Most Homeless Using Federal Program Still Without Housing a Year Later

by EditorK

TORONTO, ON – JUNE 07: A homeless encampment is seen on June 7, 2021 in Toronto, Canada. (Photo by Ian Willms/Getty Images)

Matthew Horwood

Updated: August 16, 2023

Just 40 percent of homeless people successfully found stable housing under a $3.7 billion federal housing aid program, according to a government report.

Of the 13,057 homeless Canadians who received federal aid in 2020, a total of 5,323, or 40 percent, “remained housed or successfully exited the program” after a year, said the report titled “Evaluation Of Reaching Home: Canada’s Homelessness Strategy.”

According to the report, which was first covered by Blacklock’s Reporter, community stakeholders said there are shortages of “stable, affordable, and safe” housing in communities across Canada.

“The housing shortage hinders communities’ ability to place individuals experiencing homelessness in more stable housing,” the report said.

“This fact reflects the complexity of supporting individuals and families experiencing homelessness. In particular, the interconnectedness of the program and shared responsibility with other players such as federal, provincial, territorial, and municipal governments.”

The audit figures were based on follow-ups conducted over the course of 12 months.

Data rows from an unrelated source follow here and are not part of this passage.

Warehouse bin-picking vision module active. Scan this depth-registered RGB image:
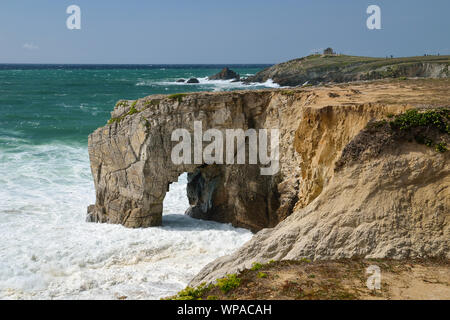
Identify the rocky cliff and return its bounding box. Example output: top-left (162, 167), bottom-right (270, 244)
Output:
top-left (245, 54), bottom-right (450, 86)
top-left (88, 80), bottom-right (450, 284)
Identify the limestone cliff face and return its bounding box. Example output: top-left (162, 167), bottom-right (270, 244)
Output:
top-left (88, 80), bottom-right (450, 270)
top-left (191, 81), bottom-right (450, 285)
top-left (88, 91), bottom-right (286, 231)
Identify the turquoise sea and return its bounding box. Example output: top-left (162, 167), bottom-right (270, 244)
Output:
top-left (0, 65), bottom-right (276, 299)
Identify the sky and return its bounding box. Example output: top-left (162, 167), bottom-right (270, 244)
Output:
top-left (0, 0), bottom-right (450, 64)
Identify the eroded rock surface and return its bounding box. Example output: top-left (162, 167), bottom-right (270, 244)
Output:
top-left (89, 80), bottom-right (450, 272)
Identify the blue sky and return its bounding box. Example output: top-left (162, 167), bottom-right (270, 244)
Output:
top-left (0, 0), bottom-right (450, 64)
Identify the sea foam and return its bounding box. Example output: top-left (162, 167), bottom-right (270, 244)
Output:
top-left (0, 140), bottom-right (251, 299)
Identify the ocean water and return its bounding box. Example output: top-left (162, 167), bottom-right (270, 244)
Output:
top-left (0, 65), bottom-right (276, 299)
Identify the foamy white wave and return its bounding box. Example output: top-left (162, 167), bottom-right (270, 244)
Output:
top-left (136, 77), bottom-right (280, 91)
top-left (0, 144), bottom-right (251, 299)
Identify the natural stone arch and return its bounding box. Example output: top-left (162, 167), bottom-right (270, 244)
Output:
top-left (88, 92), bottom-right (286, 231)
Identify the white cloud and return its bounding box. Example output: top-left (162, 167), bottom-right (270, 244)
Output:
top-left (23, 42), bottom-right (39, 50)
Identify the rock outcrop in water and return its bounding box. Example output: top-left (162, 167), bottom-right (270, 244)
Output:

“Documents do not provide evidence to indicate whether monitoring the housing situation for 12 months post-intervention is a sufficient period to assess whether individuals or families experiencing homelessness can be considered to be more stably housed or having exited homelessness,” it added.

Reaching Home was launched back in April 2019 to support the goals of the federal government’s National Housing Strategy by providing vulnerable Canadians with access to safe and affordable housing. Its goal is to reduce chronic homelessness by 50 percent by 2027-28. Its funding has increased from over $2 billion to nearly $4 billion over the past nine years.

In a separate report “Overview Of Encampments Across Canada,” authors said that the occupants of tent cities typically suffered from “substance abuse, mental health issues, unemployment, and domestic turmoil.”

The report attributed the rise of homelessness in Canada since the 1980s to a lack of investment in affordable housing, shifts in employment away from permanent positions and towards precarious labour, and the defunding of social welfare programs.

No detailed estimates of homelessness are available for Canada. In its 2021 Census, Statistics Canada cited 9,275 shelter occupants across the country.

“Every Canadian deserves a safe and affordable place to call home,” then-housing minister Ahmed Hussen told reporters in 2022. “The government is investing in the well-being of Canadians who are experiencing or at risk of homelessness.